July 17, 2023

The Home of George and Katherine Marshall

Nothing Ostentatious or Unnecessary

The George C. Marshall Foundation recently hosted a teachers institute for history teachers from throughout Virginia, giving them opportunities to learn more about the life of Gen. George Marshall and the Marshall Plan. As a part of this initiative, the group visited the home of the Marshalls in Leesburg, Virginia, Dodona Manor. I was lucky to be invited on this trip as an intern at the Foundation and learned more about the Marshalls’ life at their beautiful Virginia home alongside the teachers.

Dodona Manor from the front.


Dodona Manor from the side.

Walking up to and inside the house, I was struck by how it balanced its size with a homey feel. I learned that the home was restored after it sat empty for many years, but with a careful level of detail, the home largely resembles its state under the Marshalls’ residence. One of the first things I noticed was the beautiful furniture. I can appreciate Mrs. Marshall’s eye for a work of art and a good deal.

Mrs. Marshall bought this antique sideboard for $40.

We started our official tour in the living room and began uncovering the gifts given to the Marshalls by various leaders and spouses. A print of a painting by Winston Churchill hangs proudly where the original once stood.

Print of a Winston Churchill painting gifted to the Marshalls.

Living room at Dodona Manor.

I was surprised by the number of furnishings and paintings from General Marshall’s Mission to China. As a student who has learned the most about the general during WWII and the Marshall Plan, his work in China from 1945 to 1947 was something I overlooked. Dressers, screens, paintings, and rugs are displayed throughout the house and demonstrate how important and influential this period was to the Marshalls. Madame Chiang Kai-shek became a friend to the couple and is known to have visited Dodona and gifted them some furniture and paintings.

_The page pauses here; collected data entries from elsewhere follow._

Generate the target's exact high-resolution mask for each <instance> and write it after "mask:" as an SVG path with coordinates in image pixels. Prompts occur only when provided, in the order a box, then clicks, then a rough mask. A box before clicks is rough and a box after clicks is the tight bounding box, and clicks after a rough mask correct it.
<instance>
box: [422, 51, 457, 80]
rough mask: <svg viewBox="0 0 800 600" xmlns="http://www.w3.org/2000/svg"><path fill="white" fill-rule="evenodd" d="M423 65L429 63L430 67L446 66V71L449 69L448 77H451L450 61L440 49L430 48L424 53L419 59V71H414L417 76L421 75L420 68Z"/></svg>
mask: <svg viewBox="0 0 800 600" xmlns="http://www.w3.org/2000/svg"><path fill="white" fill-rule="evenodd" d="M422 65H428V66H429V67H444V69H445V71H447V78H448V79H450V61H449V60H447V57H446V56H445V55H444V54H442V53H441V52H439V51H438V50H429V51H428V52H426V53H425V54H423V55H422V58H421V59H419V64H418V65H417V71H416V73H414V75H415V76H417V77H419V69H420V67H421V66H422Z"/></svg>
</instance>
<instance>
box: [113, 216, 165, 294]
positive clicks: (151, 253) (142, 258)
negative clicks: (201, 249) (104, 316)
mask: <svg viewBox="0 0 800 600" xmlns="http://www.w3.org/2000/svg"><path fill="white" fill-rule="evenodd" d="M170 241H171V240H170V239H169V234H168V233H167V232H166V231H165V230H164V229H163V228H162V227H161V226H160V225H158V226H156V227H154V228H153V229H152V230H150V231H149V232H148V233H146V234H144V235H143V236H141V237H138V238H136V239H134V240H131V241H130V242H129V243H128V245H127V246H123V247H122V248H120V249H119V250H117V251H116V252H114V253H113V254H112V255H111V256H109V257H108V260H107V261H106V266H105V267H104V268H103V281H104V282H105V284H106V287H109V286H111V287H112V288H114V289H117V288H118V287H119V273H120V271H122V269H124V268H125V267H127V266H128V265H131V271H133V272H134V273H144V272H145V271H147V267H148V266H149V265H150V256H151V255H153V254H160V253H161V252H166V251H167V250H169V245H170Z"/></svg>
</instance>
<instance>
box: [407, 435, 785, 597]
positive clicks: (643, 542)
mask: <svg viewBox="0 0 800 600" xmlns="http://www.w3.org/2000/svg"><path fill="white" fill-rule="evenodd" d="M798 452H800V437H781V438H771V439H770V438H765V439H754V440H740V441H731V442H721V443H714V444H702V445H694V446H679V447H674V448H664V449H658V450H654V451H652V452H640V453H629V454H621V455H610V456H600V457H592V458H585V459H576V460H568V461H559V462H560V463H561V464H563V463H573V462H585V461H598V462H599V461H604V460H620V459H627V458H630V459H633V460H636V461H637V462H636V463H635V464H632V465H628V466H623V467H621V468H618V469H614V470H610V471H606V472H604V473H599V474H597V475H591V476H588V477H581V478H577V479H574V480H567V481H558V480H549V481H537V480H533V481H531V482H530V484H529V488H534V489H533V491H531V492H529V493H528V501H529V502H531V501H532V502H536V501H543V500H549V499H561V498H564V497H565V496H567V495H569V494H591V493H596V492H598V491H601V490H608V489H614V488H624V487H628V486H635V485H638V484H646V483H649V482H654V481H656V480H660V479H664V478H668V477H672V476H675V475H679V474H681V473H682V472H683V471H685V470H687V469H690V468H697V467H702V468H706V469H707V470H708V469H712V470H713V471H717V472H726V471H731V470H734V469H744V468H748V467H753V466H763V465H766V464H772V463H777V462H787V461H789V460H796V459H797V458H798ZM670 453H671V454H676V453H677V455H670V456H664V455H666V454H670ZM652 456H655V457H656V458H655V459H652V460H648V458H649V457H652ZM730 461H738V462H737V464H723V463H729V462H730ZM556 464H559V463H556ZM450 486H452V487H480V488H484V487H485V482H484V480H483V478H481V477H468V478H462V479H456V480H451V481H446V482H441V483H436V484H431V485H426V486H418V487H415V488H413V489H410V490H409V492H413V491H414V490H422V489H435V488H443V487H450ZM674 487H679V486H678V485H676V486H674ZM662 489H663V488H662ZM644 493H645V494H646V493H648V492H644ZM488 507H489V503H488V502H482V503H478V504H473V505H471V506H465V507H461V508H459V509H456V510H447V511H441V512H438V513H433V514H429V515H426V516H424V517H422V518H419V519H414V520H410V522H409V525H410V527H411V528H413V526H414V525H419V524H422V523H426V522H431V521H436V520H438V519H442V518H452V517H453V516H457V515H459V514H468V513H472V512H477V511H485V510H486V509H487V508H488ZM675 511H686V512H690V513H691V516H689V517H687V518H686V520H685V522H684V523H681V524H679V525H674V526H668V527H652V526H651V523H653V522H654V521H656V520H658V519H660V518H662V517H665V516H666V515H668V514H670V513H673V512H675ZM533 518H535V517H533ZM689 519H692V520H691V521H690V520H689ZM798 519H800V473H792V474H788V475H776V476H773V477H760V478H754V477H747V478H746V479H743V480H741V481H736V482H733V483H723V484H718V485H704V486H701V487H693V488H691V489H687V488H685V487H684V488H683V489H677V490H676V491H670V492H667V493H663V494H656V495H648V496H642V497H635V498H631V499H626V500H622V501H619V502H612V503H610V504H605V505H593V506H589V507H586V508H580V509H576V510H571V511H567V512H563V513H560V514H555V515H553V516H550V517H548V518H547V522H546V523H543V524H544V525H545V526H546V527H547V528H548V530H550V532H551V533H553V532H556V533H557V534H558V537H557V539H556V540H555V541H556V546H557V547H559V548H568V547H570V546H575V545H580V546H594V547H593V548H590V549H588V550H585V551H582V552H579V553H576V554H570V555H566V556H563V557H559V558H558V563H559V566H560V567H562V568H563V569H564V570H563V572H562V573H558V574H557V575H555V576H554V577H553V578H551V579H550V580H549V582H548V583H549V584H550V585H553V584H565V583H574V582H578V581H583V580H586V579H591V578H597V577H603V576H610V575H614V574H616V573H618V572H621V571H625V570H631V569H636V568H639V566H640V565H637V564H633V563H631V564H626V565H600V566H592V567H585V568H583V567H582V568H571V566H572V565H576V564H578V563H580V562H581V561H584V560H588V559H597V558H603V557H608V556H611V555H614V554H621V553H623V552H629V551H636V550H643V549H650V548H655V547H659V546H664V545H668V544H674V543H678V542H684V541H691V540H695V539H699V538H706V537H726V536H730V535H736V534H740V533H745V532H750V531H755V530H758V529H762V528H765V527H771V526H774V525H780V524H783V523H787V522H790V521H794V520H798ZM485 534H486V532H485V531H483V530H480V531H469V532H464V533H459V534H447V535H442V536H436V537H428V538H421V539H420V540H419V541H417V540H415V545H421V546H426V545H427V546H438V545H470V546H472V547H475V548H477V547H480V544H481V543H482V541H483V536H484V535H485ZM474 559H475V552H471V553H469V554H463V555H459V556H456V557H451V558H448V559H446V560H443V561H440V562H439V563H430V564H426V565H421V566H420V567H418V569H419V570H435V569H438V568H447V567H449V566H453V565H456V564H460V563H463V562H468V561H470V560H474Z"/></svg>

Chinese screen in the dining room.


Chinese chest in the living room.


Chinese art in Mrs. Marshall’s room.

Getting a glimpse into the personal rooms of General and Mrs. Marshall was another highlight of the trip. We learned that they slept in separate rooms due to their different morning routines.

Gen. Marshall’s spartan bedroom.

While the General woke early and stocked his room with only the necessities, Mrs. Marshall liked to sleep in, and enjoyed a few more decorations.

Mrs. Marshall’s bedroom.

A common theme throughout the Marshall home, even in Mrs. Marshall’s bedroom, is that there is nothing ostentatious or unnecessary. You can tell that each piece in the space was mindfully chosen by the owners. With what I have learned about General Marshall as an intern at the foundation, this is very fitting to his character.

Near the end of our tour, we saw the library and our guide told us that this was the general’s favorite room in the house. Books are such an interesting way to learn more about someone and it was such an honor to see what books he chose for his personal collection. It ranged from history to romantic novels and, to me, showed me how people with Marshall’s stature in history have full lives outside their achievements.

The library at Dodona Manor.


The Marshalls in their library in 1950.

I was very fortunate to have visited Dodona Manor and learn so much from the wonderful people who run the George C. Marshall International Center.

Clare O’Brien is serving as a summer intern at the George C. Marshall Foundation. She is a rising senior at W&L University, majoring in history. She’s from Pennsylvania, as is Gen. Marshall.